The lackadaisical air of the whole evening was probably due as much to the conductor as to the singers. Mr. Panizza took everything too slow. The scenes fell to pieces. Even the intermezzo on Paris street cries and the scene between night and day that follows it, which are hard to muff, fell as flat as I have ever heard them fall. The dressing shop did better, and the love-and-socialism third act, with ballet and coronation of the Muse, was almost up to normal tempo.
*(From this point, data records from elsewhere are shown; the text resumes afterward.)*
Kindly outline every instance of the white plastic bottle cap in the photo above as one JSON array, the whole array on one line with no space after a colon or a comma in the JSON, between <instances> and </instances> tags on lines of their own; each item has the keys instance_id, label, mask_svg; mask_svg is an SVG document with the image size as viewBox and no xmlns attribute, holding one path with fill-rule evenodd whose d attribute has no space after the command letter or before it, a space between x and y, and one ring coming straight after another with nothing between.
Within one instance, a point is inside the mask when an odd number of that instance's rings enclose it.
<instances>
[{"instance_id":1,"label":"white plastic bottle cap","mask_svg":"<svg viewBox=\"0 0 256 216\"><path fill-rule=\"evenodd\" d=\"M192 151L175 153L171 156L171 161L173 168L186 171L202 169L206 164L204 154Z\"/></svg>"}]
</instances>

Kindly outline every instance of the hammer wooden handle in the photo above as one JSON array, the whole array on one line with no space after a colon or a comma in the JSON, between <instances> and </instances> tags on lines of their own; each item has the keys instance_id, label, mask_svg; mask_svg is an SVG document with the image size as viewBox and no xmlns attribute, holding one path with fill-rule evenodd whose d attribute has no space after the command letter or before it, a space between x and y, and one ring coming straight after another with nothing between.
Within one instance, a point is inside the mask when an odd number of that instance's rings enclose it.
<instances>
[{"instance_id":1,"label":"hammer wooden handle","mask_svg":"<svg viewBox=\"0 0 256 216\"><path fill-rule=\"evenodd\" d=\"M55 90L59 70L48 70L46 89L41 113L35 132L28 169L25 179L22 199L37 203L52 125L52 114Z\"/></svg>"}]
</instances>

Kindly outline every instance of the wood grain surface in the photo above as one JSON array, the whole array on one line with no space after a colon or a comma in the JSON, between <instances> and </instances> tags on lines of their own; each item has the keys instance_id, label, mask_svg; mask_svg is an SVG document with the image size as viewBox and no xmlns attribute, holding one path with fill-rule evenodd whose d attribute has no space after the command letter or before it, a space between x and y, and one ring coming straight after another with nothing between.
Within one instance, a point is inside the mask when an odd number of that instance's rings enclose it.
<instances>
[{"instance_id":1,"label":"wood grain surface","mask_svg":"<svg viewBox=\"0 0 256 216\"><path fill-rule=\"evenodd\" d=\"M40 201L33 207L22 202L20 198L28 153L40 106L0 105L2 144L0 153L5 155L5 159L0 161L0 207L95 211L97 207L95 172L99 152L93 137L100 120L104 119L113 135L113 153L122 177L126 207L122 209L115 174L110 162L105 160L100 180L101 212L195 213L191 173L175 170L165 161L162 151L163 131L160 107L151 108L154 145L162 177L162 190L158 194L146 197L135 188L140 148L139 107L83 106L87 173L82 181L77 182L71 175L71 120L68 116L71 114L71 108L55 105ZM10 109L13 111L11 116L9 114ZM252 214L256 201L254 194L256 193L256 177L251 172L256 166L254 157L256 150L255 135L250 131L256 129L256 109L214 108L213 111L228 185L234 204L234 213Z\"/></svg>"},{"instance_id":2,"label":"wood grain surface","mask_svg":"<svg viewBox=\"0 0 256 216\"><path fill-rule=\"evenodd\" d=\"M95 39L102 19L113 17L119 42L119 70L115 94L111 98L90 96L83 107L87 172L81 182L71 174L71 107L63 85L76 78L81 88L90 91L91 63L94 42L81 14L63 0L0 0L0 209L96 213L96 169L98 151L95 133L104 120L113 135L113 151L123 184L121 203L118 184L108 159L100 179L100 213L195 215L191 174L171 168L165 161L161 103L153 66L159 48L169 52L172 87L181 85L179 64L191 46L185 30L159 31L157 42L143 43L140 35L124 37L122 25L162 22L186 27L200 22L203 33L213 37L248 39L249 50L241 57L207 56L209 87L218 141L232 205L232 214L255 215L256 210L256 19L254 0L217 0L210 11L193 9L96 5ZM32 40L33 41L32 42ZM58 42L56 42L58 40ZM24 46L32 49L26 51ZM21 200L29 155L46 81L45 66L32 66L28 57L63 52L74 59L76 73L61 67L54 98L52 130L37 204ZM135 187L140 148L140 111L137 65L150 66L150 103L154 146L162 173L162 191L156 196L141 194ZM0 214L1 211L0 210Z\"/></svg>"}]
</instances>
Another reason for the performance's inability to click, in spite of its many excellences, is to be found no doubt in the Metropolitan Opera Company's nervousness about casting. It is rarely indeed that any two performances of any opera at that house are sung by the same singers. The Flagstad-Melchior "Tristan und Isolde" is about the only permanent bit of casting in the repertory, and even then they have their Brangäne and King Mark switched on them from time to time. But their duo remains, and it gives great power to the opera. Miss Moore is not a bad Louise at all. But one singer cannot give unity to an ensemble. I fancy that if she were allowed to sing the role with the same tenor for a season or two, whether that were Mr. Kullman or Mr. Maison, the whole performance would eventually take on shape and become an audience favorite. But if every performance is be a reading, a rehearsal with a new supporting cast, it is not surprising that even such a pushover for Paris as myself should find her rendition of Louise tentative and lacking in conviction.